In fact, the Trojans kept running it there with Joyner and Marks -- running on 10 of 11 plays in that stretch as they got all the way to the 1 before Marks was stuffed in the backfield on fourth-and-goal on what Riley called "a blown assignment up front at the wrong time."

But why can't that be USC's offensive identity more often? Only Riley can answer that ...

The reality is this USC passing game has too many ways things go wrong too often -- either a bad read or throw by Moss like on that costly second-half interception, or a protection breakdown and sack, or a protection breakdown leading to an interception (like the one that doomed USC at Minnesota when it was up 7 and driving deep in Gophers territory in the fourth quarter).

The less they have to ask of Moss and the passing game, the better.

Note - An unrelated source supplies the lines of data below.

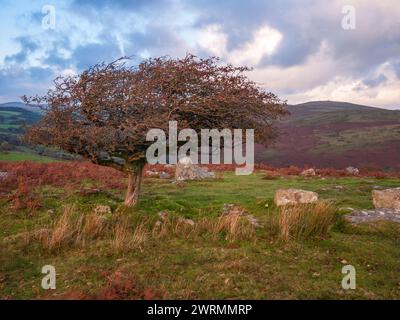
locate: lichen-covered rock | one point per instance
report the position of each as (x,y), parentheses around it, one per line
(308,173)
(100,209)
(285,197)
(389,198)
(186,170)
(353,171)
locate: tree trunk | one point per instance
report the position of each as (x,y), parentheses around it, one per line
(134,183)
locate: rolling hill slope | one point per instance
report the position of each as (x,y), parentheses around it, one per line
(320,134)
(336,134)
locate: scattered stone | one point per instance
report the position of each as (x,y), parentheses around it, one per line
(164,175)
(151,173)
(308,173)
(359,216)
(389,198)
(234,209)
(285,197)
(158,224)
(100,209)
(163,215)
(187,221)
(253,221)
(353,171)
(186,170)
(3,174)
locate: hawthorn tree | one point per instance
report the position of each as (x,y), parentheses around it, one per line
(104,113)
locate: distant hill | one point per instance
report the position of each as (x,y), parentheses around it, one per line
(336,134)
(12,120)
(20,105)
(319,133)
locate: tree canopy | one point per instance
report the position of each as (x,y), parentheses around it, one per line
(105,112)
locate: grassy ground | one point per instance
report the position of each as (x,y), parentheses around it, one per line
(186,266)
(24,156)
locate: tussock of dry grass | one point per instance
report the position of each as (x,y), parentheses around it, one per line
(232,227)
(62,231)
(127,238)
(306,221)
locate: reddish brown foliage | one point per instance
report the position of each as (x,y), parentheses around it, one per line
(23,177)
(119,287)
(56,174)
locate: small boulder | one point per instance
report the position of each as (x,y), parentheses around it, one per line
(308,173)
(152,174)
(100,209)
(164,175)
(389,198)
(163,215)
(187,170)
(352,171)
(3,174)
(189,222)
(285,197)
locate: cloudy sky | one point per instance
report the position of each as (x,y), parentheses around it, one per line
(298,49)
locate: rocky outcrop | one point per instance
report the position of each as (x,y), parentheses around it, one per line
(285,197)
(308,173)
(352,171)
(389,198)
(374,215)
(186,170)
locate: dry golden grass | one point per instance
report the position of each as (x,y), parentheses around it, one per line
(306,221)
(62,231)
(92,227)
(124,239)
(232,227)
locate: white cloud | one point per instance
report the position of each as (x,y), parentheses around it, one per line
(264,42)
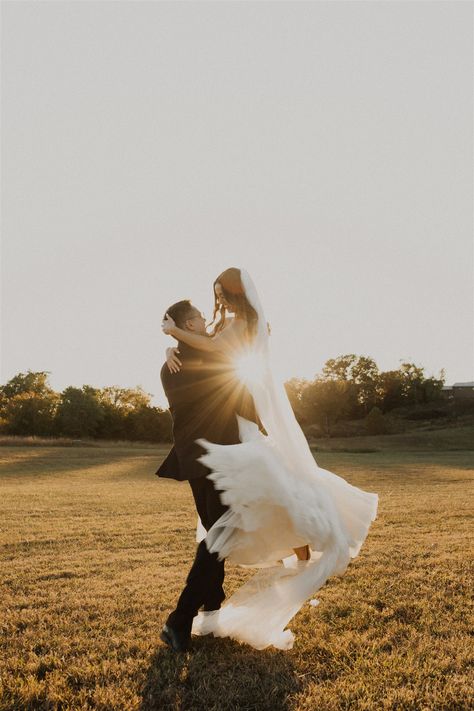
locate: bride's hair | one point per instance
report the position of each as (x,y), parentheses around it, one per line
(234,293)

That doesn't mean Moss isn't capable. He is -- that fourth-down touchdown pass to Lemon in the third quarter was a beauty. He ultimately passed for 293 yards and 2 touchdowns, but he doesn't need to be throwing it 50 times like he did Saturday night. Not when it comes with 3 interceptions -- sure, one was off Ford's hands and one was a no-risk heave at the end of the first half, but he also had another pass thrown straight to a Washington defensive lineman that was dropped instead of making it 4 picks on the day.

Moss is a capable quarterback who on his best days can string together a highlight reel of big throws and will the offense to success. But he's not Caleb Williams or Kyler Murray or Baker Mayfield -- the Heisman-winning quarterbacks Riley has coached.

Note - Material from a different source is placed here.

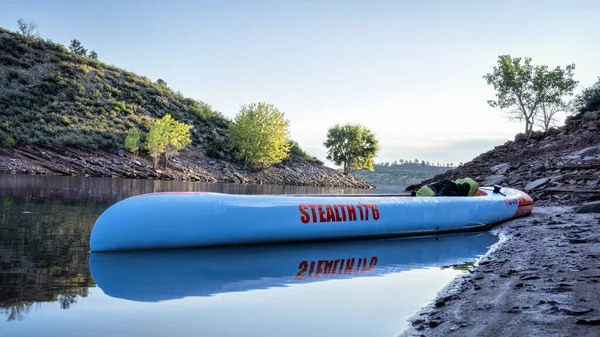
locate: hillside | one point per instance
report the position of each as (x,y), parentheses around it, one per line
(61,113)
(561,166)
(400,175)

Moss is not the problem for USC, but asking him to throw it 50 times -- which he did both in the losses at Michigan and Maryland and again Saturday night -- is a problem.

Especially when the Trojans have a clear different strength to their offense -- clear to everyone, it seems, but Riley.

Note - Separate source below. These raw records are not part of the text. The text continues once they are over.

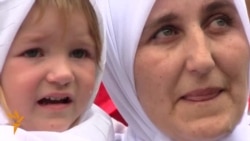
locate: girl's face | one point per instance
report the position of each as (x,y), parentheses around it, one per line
(50,71)
(191,68)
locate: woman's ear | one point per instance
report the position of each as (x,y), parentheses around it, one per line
(3,103)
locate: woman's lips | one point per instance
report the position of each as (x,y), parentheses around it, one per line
(200,95)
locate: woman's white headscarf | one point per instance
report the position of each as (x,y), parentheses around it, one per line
(124,20)
(95,125)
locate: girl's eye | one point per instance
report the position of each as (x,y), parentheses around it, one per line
(79,53)
(31,53)
(166,32)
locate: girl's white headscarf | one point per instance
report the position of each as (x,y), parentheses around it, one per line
(124,20)
(94,125)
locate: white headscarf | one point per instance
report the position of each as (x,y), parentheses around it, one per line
(124,20)
(94,125)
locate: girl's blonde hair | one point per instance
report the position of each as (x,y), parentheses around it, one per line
(66,7)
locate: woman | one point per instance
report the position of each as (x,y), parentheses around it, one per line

As it is, USC keeps finding itself coming down to that one (or more) pivotal play a game that ultimately doesn't go its way. Yes, that's probably an anomaly that the Trojans have been on the wrong end of all of those.

That Riley chooses to keep emphasizing how close the Trojans have been is fine. Honestly, there aren't many teams in the country that have legitimately had a chance in the final minute to win every single game this season. That is notable -- it is.

What is concerning is the other part of Riley's comment -- that aside from those five or six plays this season that swung those games, in his eyes, he wouldn't change the other 99.9 percent.

"It's kind of like I've told you guys. I watch a team, it's not like we're getting our ass kicked, so it's not like I go back to the drawing board like 'God, we're just doing this terrible and people are just wearing us out on this or that.' I mean, like, it's not that," Riley said. "And this team has shown capability to do kind of all these things that you need to do. We just got to continue to keep our nose to the grindstone, we've got to continue to lean on these leaders, we've got to continue to get better.”

That's not all they need to do. Riley needs to take a fresh look at his offensive tendencies and, frankly, stubbornness.

On some level, it's probably and understandably subconscious. He has made his career on coordinating high-scoring offenses that pile up points and yards largely on the strength of the passing attack. It's worked very well for him for a long time.

This is not those teams, though.

And until he accepts that, it will continue to not be a surprise if the Trojans keep finding themselves in the same situation week after week with few exceptions.

Which is unfortunate because Riley isn't wrong about what this season could have been.